Rich can also choose to make revisions to his will and transfer some of his estate to his beneficiaries during his lifetime. This will lead to the elimination of some parts of the will, and the intended beneficiaries will have the ownership of such assets transferred to them immediately and thus avoid the probate costs that may arise in case of his death before making adjustments in the will to reflect his increased assets as a result of his inheritance.
Rich also has the option of revising his will and creating a trust to which he will transfer the part of his estate to which he intends for his beneficiaries. Upon his death, the trustee if the trust will transfer the assets to his intended beneficiaries and any probate costs that would have arisen will be eliminated.
Rich can also get into a joint tenancy for the assets intended for a beneficiary with the beneficiary. By doing this, he will effectively make the intended beneficiary a co-owner of the property, and upon his death, the ownership of the property will automatically transfer to the beneficiary effectively avoiding the conflicts and costs that can arise.
Rich and Ruby should bequeath to their daughter Karen a gift of the amount needed for her to complete her education. This will be an effective gifting strategy since gifts made to beneficiaries by making direct payments to an educational institution are not taxed. This will reduce the tax liability on them since they will not bear any tax liability as a result of making that gift.
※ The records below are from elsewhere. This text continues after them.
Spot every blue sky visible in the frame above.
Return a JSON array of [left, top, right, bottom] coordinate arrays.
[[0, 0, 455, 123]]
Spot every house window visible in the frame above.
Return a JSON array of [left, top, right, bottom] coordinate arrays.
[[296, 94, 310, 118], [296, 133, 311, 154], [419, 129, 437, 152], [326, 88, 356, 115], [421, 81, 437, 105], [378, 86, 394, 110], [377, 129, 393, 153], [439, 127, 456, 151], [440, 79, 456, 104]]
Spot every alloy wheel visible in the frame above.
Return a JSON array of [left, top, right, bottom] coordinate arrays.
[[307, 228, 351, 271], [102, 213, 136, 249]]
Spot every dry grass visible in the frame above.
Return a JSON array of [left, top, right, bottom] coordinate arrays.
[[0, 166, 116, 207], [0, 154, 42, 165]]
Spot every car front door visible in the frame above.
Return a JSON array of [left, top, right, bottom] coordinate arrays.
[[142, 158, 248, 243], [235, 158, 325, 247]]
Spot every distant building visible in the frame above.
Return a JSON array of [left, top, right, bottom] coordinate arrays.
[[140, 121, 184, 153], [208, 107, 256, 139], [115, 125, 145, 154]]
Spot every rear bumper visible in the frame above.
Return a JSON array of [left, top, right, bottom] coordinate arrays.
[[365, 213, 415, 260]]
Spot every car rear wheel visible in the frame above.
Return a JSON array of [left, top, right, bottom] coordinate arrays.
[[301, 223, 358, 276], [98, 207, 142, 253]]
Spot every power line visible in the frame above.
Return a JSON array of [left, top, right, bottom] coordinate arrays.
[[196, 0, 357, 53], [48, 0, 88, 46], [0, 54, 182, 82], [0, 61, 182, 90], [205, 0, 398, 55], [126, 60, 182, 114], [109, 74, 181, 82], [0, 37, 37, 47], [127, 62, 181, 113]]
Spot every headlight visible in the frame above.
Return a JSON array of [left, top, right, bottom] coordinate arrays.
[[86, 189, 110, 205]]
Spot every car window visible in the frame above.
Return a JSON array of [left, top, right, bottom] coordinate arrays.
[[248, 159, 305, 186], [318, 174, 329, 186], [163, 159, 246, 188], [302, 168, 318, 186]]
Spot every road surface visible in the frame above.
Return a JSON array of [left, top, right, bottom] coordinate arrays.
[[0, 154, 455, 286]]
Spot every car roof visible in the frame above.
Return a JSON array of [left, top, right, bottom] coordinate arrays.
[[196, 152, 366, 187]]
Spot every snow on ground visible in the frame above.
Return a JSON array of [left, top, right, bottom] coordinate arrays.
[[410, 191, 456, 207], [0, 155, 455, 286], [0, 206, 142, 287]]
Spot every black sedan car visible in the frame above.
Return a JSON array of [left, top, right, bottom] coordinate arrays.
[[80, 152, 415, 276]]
Rich has made a specific bequest of $500,000 to his alma mater. He can instead make that a direct gift to the college. This will reduce the tax liability on his estate since this will be considered as a direct gift to an educational institution which is not taxable. A gift can also be made in form of a direct payment to the educational institutions in which Rich’s nephew, Robbie, studies. This will enable him to effectively transfer some of his estate to the nephew and indirectly assist his sister without increasing the tax liability on his estate.
Rich can make a gift of any amount to his wife without attracting any tax liability on his estate. This is because gifts made to a spouse of any amount are not subject to estate tax, and such a gift will not negatively affect the tax liability due from the estate.
Rich and Ruby can adopt a gifting strategy which ensures that they do not exceed the minimum threshold that does not attract taxes. The minimum amount of bequest that can pass this threshold is a lifetime gift of $ 5.0 million to a non spouse. Rich and Ruby can therefore choose to gift all or any of their beneficiaries with amounts equal or less than $ 5.0 million. This will ensure that the tax liability of the estate is reduced. Rich or Ruby can choose to make lifetime gifts of $ 5.0 million or less to their children or any other beneficiary intended and make the rest of the estate a bequest to the spouse. This strategy will ensure that the federal tax liability on the estate is reduced to the minimum amount.
To ensure the availability of liquidity to settle the estate tax due, Rich can choose to purchase marketable securities with part of his estate to ensure the liquidity required to meet the tax due on the estate. This will be an effective strategy because it will not only provide the required return but will also earn income which will increase the size of the estate. An option to open a cash account specifically for meeting the tax expense of the estate can also be adopted. A trustee will then be appointed to mange the accounts and upon the death of the decedent and when the taxes become due, the trustee can meet the liquidity requirements for the estate tax.